L’offshore balance degli Stati Uniti

Anche per Giappone e Corea del Sud la preoccupaz­ione comune è la Cina; ma la loro identità di vedute finisce lì. Il lascito della storia impedisce loro di trovare una qualche collaboraz­ione sul piano della sicurezza regionale; entrambi sono quindi costretti a contare sugli Stati Uniti, anche se obtorto collo. A Seul come a Tokyo ci sono sempre state correnti disposte ad appoggiars­i alla Russia per controbila­nciare la minaccia più urgente del momento; ma con le guerre in Corea, appunto, e in Vietnam, Washington ha messo in chiaro che quell’opzione non era più percorribi­le. Il groviglio dei rapporti reciproci è dunque assai intricato: gli Stati Uniti svolgono un ruolo di offshore balance, di riequilibr­io esterno, nei rapporti reciproci tra Cina, Russia, Corea e Giappone; e la loro presenza nella regione è garantita proprio dall’impossibil­ità di quei quattro Paesi di trovare un’intesa permanente tra loro. Ma anche il resto dell’area fa parte dell’intreccio: il miglior alleato regionale della Russia è il Vietnam, che si sente sotto costante minaccia cinese; e il miglior alleato della Cina è la Cambogia, che si sente sotto costante minaccia vietnamita. Indonesia e Australia seguono con attenzione lo svolgersi delle dinamiche e, all’epoca, avevano reagito con malcelato fastidio al pivot to Asia di Barack Obama, il progetto di spostare nel Pacifico l’attenzione strategica americana. Singapore e Giacarta si guardano con sospetto dalle due sponde dello stretto di Malacca, dove passa quasi tutto il petrolio mediorient­ale destinato a Cina, Taiwan, Corea e Giappone, ossigeno per le loro economie.

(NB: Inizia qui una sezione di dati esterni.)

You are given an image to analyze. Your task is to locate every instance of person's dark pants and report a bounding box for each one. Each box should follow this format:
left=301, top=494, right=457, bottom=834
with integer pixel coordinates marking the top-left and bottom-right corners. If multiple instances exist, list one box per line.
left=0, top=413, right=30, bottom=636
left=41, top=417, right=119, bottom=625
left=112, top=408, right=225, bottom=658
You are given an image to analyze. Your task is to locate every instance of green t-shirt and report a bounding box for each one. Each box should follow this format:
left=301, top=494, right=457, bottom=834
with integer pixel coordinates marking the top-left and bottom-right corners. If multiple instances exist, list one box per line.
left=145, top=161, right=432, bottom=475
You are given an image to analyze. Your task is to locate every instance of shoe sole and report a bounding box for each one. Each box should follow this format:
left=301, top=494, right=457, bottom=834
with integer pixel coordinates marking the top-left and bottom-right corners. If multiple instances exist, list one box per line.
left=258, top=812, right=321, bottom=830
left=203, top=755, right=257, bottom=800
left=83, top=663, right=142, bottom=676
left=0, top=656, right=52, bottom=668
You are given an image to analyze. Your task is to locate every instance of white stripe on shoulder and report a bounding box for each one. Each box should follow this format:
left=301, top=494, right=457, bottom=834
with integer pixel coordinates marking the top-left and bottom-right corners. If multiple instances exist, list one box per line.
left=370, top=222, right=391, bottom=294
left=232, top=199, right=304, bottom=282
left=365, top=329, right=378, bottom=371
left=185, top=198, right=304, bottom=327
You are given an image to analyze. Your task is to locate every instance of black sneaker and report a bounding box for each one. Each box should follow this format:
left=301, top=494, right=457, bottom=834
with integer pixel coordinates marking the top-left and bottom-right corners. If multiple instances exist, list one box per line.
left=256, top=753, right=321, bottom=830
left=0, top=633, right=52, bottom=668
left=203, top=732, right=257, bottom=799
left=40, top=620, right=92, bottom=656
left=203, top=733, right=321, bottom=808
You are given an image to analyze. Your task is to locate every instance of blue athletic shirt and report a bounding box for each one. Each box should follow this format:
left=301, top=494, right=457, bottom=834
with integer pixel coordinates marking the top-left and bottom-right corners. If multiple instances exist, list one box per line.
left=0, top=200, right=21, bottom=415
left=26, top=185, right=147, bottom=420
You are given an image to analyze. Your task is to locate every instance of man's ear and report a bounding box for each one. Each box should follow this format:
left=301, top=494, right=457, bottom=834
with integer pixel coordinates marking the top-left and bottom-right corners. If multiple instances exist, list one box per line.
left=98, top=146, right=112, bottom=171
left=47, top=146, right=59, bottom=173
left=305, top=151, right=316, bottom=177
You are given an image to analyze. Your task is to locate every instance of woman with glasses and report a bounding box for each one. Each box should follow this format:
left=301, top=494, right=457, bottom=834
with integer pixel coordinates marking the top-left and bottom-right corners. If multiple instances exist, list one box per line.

Se gli Stati Uniti fanno da offshore balance a Oriente, l’India svolge un ruolo simile a Occidente: i rapporti politici sul fronte del Pacifico sarebbero incomprens­ibili se si facesse astrazione degli uni o dell’altra. Indirettam­ente, quindi, anche il Pakistan e tutta la regione dell’Himalaya rientrano nell’equazione del Pacifico. Senza dimenticar­e che, dal 2015, India, Giappone e Stati Uniti svolgono regolari esercitazi­oni navali congiunte: agli occhi di Pechino, quasi un atto di aperta aggression­e. Appena è questione di mare, infatti, tutti i sensori cinesi suonano l’allerta.

Pechino e il mare

Quando si parla di peso della storia, si intende che le rivalità reciproche sono tutt’altro che recenti. Nel corso della storia, però, i rivali mutano di peso e d’importanza. Per tutto l’Ottocento e nella prima metà del Novecento, la Cina è stata una potenza declinante e, nei calcoli russi e britannici, destinata a sparire. Dopo la riunificaz­ione maoista, le cose hanno cominciato a cambiare, tant’è vero che Nixon e Kissinger se ne servirono per controbila­nciare l’Urss dopo il mezzo fiasco in Vietnam. Poi, dopo le aperture di Deng Xiaoping, la Cina ha progressiv­amente recuperato il suo ruolo di grande potenza: e tutti gli equilibri sono saltati.